リチャード・ブローティガン『東京モンタナ急行』を読む

東京モンタナ急行

東京モンタナ急行

 山手線の電車が入ってきた。
 それも緑色だが、駅のかたわらの土手のような、ほとんど熱帯的とさえいえる水々しい緑色ではない。電車は、そう、なんというか金属的にやつれている。おそらくは若くさえあった頃のいまは年老いた男の夢のように。いまでは、かつて未来にあったものがすべて過去のことになってしまった男の夢のように、電車は色褪せている。
「ありがとうという彼女の言葉の決定的悲しさ」

 おれはこの描写を読んで、すっかり『東京モンタナ急行』が気に入ってしまった。おれが思い浮かべるのは大船駅で見る京浜東北線根岸線か……もっとも、ブローティガンが見たのはもっと古い車両かもしれないが……。そんなことはどうでもよろしい。『鱒釣り』、『西瓜糖』と合わせて三本の指に入る代物だと思う。とはいえ、『東京モンタナ急行』が壮大なスケールの、なにか虎たちの物語のようなものってわけじゃない。この「ありがとうという彼女の言葉の決定的悲しさ」だって、電車内の席が空いた、譲ろうとした、座らない……といった、はっきりいってどうでもいいような日常の一コマを描いたものだ。それがなんだっていうんだ。おれはそういうのが好きだ。
 そういうわけで、おれはブローティガンの中に東海林さだおのような観察眼を見る。とはいえ、彼は東京のアメリカ人だ。ロスト・イン・トランスレーションのさなかにいる。その彼が見た東京のこと、そしてモンタナの細々としたこと。なにか不思議な魅力がある。ひょっとしたら1ツイートの中に収まってしまうような短い一編から(英語じゃ無理かもしれないが)、ちょっとした小話まで……。たいした話があるわけじゃない。家の電球をすごく明るくしてみたら、いきなり切れたから電器屋に返品しに行くだの、バーを潰してしまった男の話だの、中華料理店を潰してしまった女の話だの……。
 いや、そんなに暗くはない。暗くはないが、明るいとも言えない。なにか単純ではないものがそこにはある。繊細さ、機微、よくわからないが、われわれが生活の中にふと感じるなにかを掴んでみせて、これじゃあないかな? という具合に見せてくれる。

十七匹の死んだ猫
 一九四七年、十二歳だったわたしは、十七匹の猫を飼っていた。その中には雄猫もいたし、母猫もいたし、仔猫もいた。わたしは一マイルほど離れたところにあった小さな池で魚を釣って、猫たちにやったものだった。仔猫たちは青空のもとで、紐にじゃれて遊ぶのが好きだった。
 あれはオレゴンの一九四七年。そして今はカリフォルニアの一九七八年。

 あるいは、人生のなにか些細だけれども重要な出来事をポケットから取り出して見せてくれるような。冬の日の郵便受けが日光を浴びていたせいで温められていたとか、そんなことを。

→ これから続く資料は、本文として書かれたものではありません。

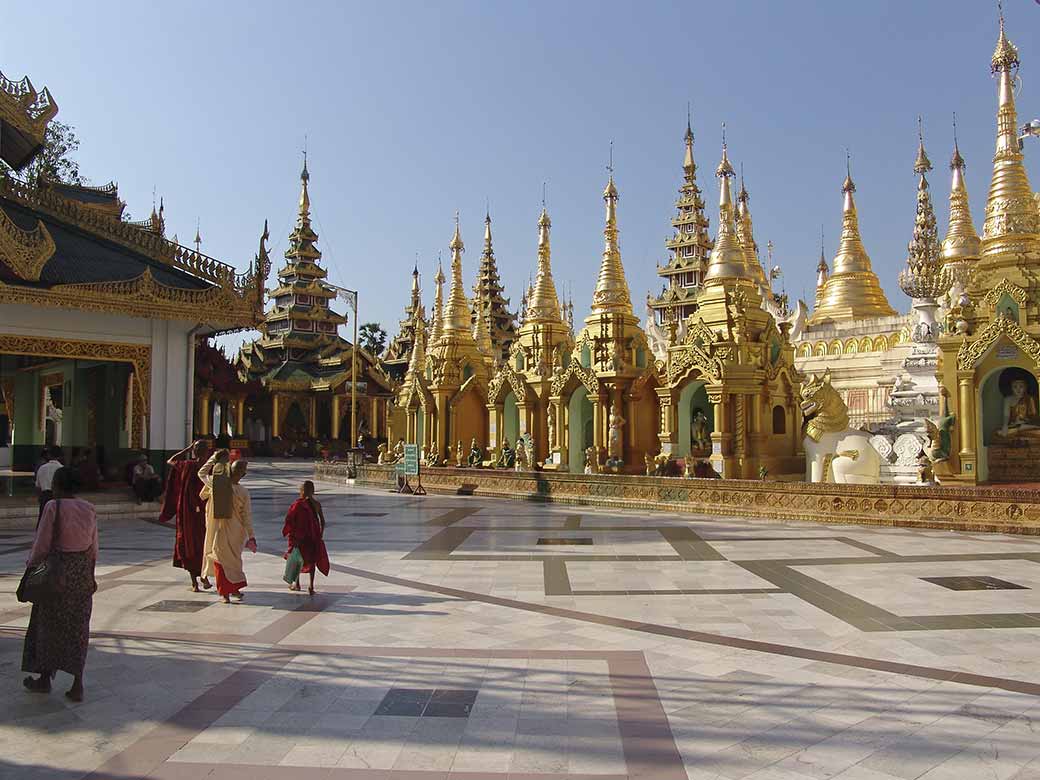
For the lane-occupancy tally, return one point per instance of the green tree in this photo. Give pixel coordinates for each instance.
(55, 159)
(372, 338)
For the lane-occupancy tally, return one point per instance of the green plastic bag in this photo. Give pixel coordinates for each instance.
(293, 565)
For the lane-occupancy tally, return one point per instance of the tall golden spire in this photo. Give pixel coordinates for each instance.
(746, 235)
(418, 356)
(457, 320)
(544, 304)
(438, 327)
(482, 335)
(1011, 226)
(923, 279)
(612, 289)
(852, 290)
(962, 240)
(822, 271)
(727, 255)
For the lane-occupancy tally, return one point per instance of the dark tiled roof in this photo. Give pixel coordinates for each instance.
(83, 258)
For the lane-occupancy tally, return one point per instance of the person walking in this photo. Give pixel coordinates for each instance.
(228, 530)
(304, 529)
(45, 475)
(184, 502)
(59, 627)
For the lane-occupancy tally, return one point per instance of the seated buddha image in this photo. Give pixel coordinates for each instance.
(1020, 419)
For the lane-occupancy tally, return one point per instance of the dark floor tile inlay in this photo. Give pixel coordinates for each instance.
(429, 702)
(975, 583)
(176, 606)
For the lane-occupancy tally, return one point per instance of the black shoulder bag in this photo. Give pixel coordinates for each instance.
(46, 579)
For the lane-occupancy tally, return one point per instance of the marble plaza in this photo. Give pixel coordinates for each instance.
(471, 638)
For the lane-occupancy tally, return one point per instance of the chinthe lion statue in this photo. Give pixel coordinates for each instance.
(834, 452)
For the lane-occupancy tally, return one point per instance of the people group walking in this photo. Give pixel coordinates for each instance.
(213, 526)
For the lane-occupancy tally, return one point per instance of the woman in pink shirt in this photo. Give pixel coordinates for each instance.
(59, 629)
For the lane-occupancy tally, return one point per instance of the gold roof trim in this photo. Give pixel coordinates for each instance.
(25, 108)
(25, 252)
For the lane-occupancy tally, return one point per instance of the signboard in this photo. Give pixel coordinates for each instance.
(411, 460)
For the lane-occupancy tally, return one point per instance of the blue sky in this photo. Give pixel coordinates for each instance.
(413, 110)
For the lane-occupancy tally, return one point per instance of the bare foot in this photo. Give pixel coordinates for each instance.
(37, 685)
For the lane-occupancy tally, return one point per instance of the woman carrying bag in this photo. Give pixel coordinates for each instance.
(59, 581)
(305, 530)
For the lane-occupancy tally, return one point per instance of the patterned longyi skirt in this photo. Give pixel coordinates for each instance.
(59, 630)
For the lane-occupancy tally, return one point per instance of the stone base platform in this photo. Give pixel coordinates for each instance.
(998, 510)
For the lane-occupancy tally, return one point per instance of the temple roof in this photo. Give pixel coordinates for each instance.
(83, 258)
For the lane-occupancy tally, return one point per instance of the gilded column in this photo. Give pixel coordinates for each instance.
(204, 414)
(966, 420)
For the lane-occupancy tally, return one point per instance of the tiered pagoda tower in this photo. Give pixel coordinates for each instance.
(604, 393)
(852, 290)
(458, 372)
(488, 295)
(990, 353)
(300, 358)
(689, 248)
(518, 395)
(399, 351)
(731, 375)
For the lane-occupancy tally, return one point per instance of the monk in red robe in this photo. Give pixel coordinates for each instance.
(305, 530)
(182, 501)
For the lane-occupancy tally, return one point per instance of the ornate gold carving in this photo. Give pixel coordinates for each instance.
(1016, 293)
(139, 356)
(972, 352)
(25, 108)
(26, 252)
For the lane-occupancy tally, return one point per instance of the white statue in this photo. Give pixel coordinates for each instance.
(615, 422)
(521, 456)
(833, 451)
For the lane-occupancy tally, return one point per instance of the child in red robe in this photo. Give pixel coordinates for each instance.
(305, 530)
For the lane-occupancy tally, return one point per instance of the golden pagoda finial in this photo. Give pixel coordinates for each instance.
(852, 290)
(543, 305)
(437, 329)
(727, 256)
(305, 199)
(924, 278)
(457, 314)
(921, 164)
(1012, 222)
(746, 235)
(612, 289)
(418, 356)
(481, 333)
(962, 239)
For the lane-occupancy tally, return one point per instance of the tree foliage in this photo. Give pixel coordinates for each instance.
(55, 160)
(372, 338)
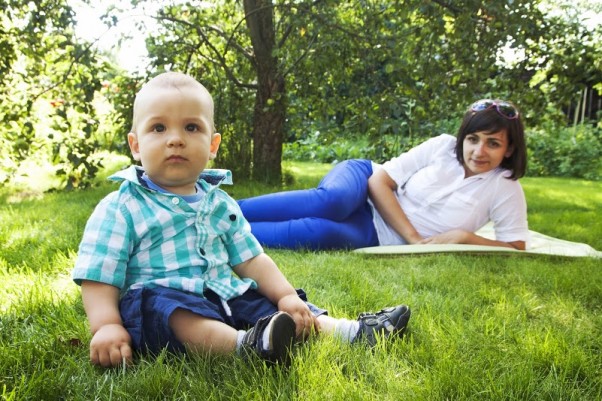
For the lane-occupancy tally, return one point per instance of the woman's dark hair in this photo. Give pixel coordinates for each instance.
(491, 121)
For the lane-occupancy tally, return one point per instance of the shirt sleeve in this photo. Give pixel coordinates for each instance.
(104, 250)
(402, 167)
(509, 211)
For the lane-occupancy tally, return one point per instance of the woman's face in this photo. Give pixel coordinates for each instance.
(483, 152)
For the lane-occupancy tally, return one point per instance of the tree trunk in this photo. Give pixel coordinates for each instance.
(270, 101)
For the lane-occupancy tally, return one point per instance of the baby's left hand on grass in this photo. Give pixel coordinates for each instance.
(305, 321)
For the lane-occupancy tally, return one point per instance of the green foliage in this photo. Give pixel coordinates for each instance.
(565, 152)
(372, 77)
(49, 82)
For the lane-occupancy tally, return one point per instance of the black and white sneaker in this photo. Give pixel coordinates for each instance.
(388, 322)
(271, 338)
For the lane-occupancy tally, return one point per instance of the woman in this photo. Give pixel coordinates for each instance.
(441, 191)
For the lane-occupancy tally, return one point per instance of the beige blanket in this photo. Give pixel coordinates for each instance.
(538, 244)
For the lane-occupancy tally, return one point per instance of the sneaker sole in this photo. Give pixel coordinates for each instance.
(282, 337)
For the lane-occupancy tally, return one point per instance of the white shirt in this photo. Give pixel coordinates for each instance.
(436, 197)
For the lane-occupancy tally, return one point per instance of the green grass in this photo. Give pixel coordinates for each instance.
(483, 327)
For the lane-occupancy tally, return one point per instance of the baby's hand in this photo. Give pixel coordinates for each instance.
(110, 346)
(305, 321)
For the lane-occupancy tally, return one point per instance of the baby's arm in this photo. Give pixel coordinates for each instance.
(273, 285)
(110, 345)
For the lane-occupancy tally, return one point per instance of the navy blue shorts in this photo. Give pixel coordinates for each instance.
(145, 313)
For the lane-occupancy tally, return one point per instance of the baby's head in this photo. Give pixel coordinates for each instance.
(173, 134)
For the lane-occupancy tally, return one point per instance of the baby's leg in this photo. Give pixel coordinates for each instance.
(202, 335)
(271, 338)
(369, 326)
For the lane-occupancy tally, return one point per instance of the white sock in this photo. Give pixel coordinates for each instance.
(241, 335)
(346, 330)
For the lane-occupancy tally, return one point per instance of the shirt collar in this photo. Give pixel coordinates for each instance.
(208, 178)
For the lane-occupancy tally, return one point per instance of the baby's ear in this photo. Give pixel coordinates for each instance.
(216, 139)
(134, 145)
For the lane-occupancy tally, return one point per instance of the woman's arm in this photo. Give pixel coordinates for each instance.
(110, 345)
(381, 189)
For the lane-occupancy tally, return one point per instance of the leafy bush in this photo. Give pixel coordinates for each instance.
(566, 152)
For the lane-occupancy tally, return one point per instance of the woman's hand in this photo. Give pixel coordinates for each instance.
(449, 237)
(305, 321)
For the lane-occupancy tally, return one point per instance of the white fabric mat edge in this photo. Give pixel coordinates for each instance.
(538, 244)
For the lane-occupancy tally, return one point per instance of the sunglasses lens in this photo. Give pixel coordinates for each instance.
(482, 105)
(504, 108)
(507, 110)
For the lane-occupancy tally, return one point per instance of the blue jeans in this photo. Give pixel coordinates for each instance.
(335, 215)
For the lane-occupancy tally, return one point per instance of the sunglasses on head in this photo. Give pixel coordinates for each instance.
(505, 109)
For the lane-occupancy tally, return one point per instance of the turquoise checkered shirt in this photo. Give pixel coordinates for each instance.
(137, 237)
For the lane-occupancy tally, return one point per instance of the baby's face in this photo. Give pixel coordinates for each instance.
(174, 136)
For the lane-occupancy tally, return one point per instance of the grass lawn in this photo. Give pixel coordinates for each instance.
(483, 327)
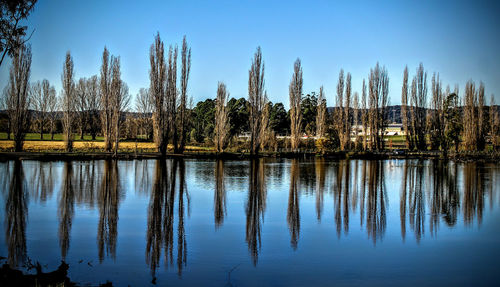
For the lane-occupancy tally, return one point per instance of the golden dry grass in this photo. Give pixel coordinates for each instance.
(41, 146)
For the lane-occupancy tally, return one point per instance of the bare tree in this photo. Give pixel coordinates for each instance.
(379, 97)
(295, 92)
(404, 109)
(81, 104)
(6, 104)
(364, 116)
(418, 105)
(12, 13)
(93, 105)
(106, 97)
(436, 125)
(339, 120)
(144, 105)
(347, 114)
(68, 105)
(120, 99)
(39, 94)
(18, 94)
(321, 115)
(158, 77)
(257, 100)
(186, 68)
(494, 124)
(355, 111)
(171, 95)
(481, 119)
(470, 124)
(221, 118)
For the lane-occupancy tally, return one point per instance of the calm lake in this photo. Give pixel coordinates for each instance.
(274, 222)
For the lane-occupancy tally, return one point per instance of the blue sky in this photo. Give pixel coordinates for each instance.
(458, 39)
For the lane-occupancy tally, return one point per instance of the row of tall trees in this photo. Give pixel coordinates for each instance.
(97, 104)
(446, 122)
(169, 117)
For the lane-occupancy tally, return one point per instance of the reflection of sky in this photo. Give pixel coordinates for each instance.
(459, 39)
(455, 255)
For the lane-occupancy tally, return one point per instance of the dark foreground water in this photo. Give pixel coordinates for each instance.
(251, 223)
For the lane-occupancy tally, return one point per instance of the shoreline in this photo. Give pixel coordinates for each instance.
(366, 155)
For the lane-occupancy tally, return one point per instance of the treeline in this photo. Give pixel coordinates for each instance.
(100, 105)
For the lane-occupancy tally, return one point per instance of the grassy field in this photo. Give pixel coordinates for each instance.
(46, 137)
(34, 144)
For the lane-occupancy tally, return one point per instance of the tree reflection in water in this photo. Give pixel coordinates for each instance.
(342, 196)
(293, 212)
(255, 207)
(376, 201)
(448, 192)
(319, 164)
(108, 201)
(161, 215)
(219, 194)
(66, 208)
(42, 181)
(16, 214)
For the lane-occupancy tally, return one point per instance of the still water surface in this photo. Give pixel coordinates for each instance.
(247, 223)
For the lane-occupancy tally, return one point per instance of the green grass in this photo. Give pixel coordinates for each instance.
(46, 137)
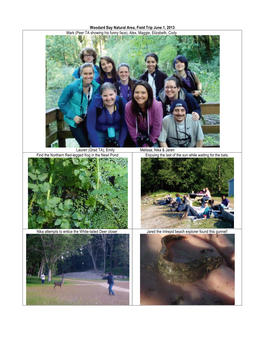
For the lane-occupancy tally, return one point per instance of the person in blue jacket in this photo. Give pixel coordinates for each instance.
(87, 55)
(173, 90)
(107, 71)
(75, 100)
(110, 281)
(106, 123)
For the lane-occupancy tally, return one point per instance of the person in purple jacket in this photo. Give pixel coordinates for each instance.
(143, 115)
(107, 71)
(106, 123)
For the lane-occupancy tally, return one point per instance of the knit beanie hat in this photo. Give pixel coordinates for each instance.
(179, 103)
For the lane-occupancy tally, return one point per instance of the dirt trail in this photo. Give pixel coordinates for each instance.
(160, 217)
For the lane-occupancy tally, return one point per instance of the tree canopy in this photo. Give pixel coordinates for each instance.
(57, 253)
(186, 174)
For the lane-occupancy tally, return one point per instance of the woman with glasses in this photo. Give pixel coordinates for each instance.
(105, 120)
(125, 84)
(75, 100)
(153, 75)
(189, 79)
(144, 116)
(87, 55)
(173, 90)
(107, 71)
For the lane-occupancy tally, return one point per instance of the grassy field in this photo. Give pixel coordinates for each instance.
(75, 292)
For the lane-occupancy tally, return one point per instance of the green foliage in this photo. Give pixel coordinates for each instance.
(77, 193)
(186, 174)
(62, 57)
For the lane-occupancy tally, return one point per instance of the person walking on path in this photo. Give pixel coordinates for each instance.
(110, 281)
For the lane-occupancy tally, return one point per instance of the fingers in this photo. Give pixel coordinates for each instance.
(223, 245)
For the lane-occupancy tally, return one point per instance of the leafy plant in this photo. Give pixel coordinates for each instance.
(77, 193)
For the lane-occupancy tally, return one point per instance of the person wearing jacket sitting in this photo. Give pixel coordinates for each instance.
(153, 75)
(107, 71)
(189, 209)
(173, 90)
(143, 116)
(179, 129)
(190, 80)
(106, 123)
(87, 55)
(110, 281)
(75, 101)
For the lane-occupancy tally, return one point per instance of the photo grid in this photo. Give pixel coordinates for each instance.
(119, 206)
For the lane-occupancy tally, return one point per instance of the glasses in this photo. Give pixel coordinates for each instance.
(170, 87)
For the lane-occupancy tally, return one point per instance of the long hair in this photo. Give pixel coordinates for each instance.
(153, 55)
(182, 59)
(86, 65)
(103, 74)
(90, 51)
(134, 105)
(130, 81)
(176, 79)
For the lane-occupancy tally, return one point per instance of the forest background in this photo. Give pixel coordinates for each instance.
(57, 253)
(186, 175)
(203, 53)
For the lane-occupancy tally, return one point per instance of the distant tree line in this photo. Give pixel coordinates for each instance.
(57, 253)
(186, 174)
(203, 53)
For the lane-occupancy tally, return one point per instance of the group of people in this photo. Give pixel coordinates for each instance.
(185, 205)
(105, 107)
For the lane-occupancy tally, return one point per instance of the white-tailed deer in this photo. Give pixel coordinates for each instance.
(59, 284)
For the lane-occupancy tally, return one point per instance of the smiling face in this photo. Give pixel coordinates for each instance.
(151, 64)
(123, 73)
(171, 90)
(87, 75)
(179, 66)
(109, 97)
(179, 114)
(88, 57)
(107, 66)
(141, 95)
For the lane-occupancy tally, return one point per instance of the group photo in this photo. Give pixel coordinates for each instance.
(77, 269)
(187, 193)
(132, 91)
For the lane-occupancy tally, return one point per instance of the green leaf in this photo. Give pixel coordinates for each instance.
(41, 219)
(32, 176)
(45, 187)
(35, 188)
(53, 202)
(43, 176)
(68, 204)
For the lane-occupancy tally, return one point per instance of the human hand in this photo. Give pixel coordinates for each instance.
(216, 289)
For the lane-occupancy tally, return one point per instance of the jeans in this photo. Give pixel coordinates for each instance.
(81, 135)
(110, 289)
(102, 136)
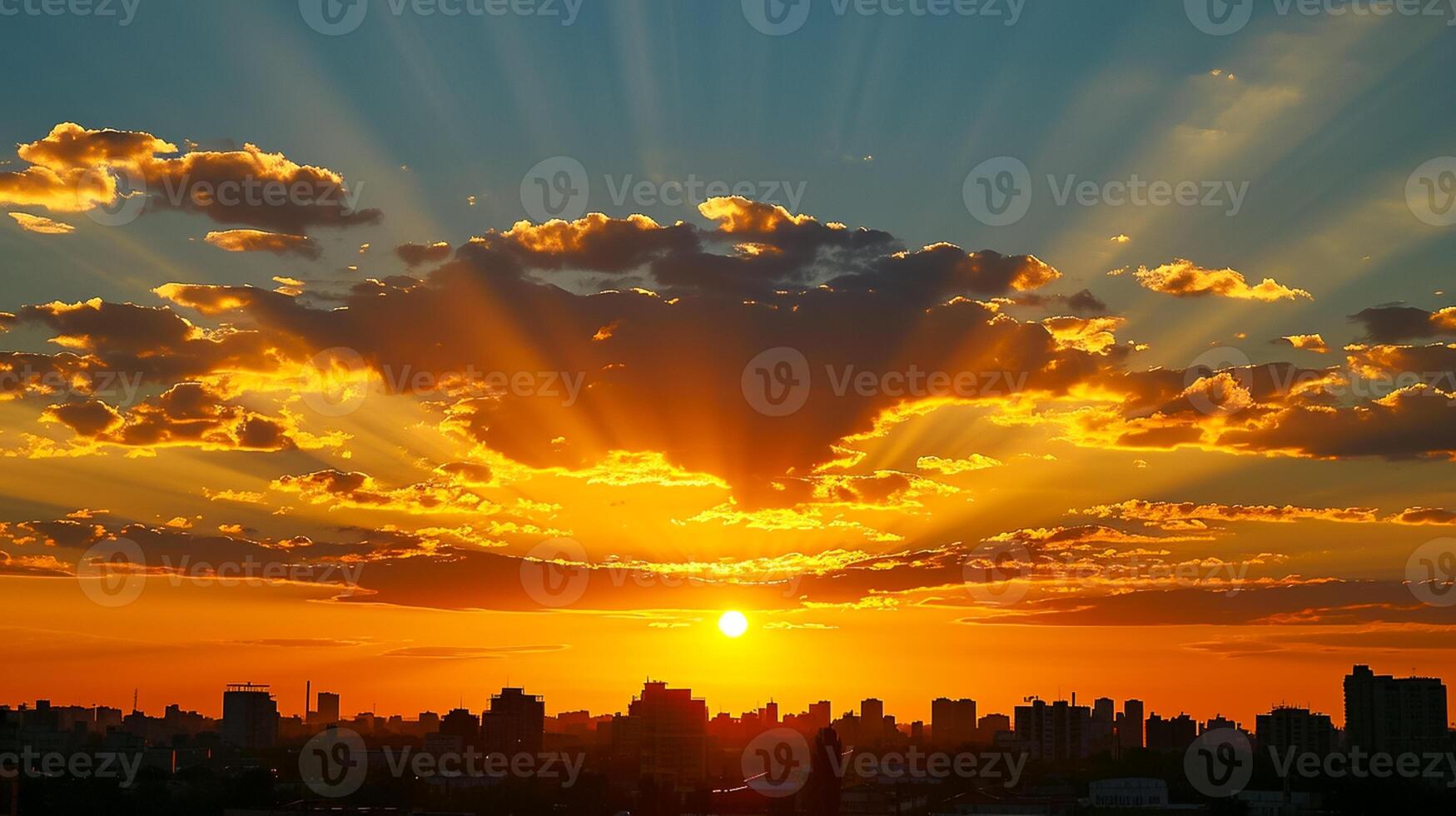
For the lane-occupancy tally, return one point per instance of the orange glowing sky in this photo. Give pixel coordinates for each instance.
(414, 455)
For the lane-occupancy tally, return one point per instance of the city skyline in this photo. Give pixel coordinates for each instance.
(283, 701)
(779, 349)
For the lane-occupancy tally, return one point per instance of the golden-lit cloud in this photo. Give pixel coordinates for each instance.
(260, 241)
(1304, 343)
(1185, 279)
(41, 225)
(75, 169)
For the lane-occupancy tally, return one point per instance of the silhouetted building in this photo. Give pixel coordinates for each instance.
(822, 790)
(822, 714)
(514, 724)
(249, 717)
(952, 722)
(1298, 729)
(462, 723)
(328, 710)
(1061, 730)
(664, 738)
(1129, 724)
(1171, 734)
(1394, 716)
(1104, 724)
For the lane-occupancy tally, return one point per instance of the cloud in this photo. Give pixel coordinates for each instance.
(1304, 341)
(1426, 516)
(260, 241)
(1185, 279)
(417, 254)
(41, 225)
(75, 169)
(1398, 324)
(186, 414)
(951, 466)
(1178, 515)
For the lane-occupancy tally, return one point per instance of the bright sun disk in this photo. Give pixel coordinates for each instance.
(733, 624)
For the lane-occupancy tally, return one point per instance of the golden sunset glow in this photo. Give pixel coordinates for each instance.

 手紙はなしに家に戻ったが、気分は愉快だった。郵便箱よ、ありがとう。しばしのフロリダの休暇をくれたんだね。
「フロリダ」

 あるいは、教会のチャリティ・オークションで三十ドルでケーキを競り落とした話の中に?

 昨日、気づいたら、わたしはこの三十ドルのケーキのことを友人に話していたのだが、次にわたしは衝動に駆り立てられ財布を出して、ケーキの領収書を見せた。
 彼は顔におかしな表情を浮かべて眺めていた。
 わたしのなれの果てとは、かくのごときものになるのであろうか? 二十一世紀の街頭で見も知らぬ者たちを呼びとめ、無理に話に引き込んでは、ほとんど判読できないような紙切れを見せる老人に?
「老いたる作家の自画像」

 ああ、残念ながら作家に二十一世紀は来なかった。まだ生きていてもおかしくはない年に生まれたのに。生きていたら、ルディ・ガーンライヒのコートをまだ着ていたろうか。

 そういう男たちはしばしば老人だが、見すぼらしく不格好な服装で、官能の満足を約束する看板を下げているのである。そういう老人たちにそんな仕事をしてほしくないとわたしは思う。何かべつの仕事について、もう少しちゃんとした服装をしてくれたらと。
 でもわたしにはこの世を変えることはできはしない。
 わたしが生まれる前にすでに変えられてしまっていたのだ。
「雨の中で働く老人」

 The quick brown fox jumps over the lazy dog. この世は変えられない。生まれる前に変えられてしまっていた。なんとも悲しいし、絶望的じゃないか。それでも、空色のパンツを履いてボーイフレンドに会いに行く少女の、生涯最高の日がある。そんな光景を見ることもある。いくらかは生きる理由さえあるのかもしれない。そんな気にもなる。なって悪いことがあろうか?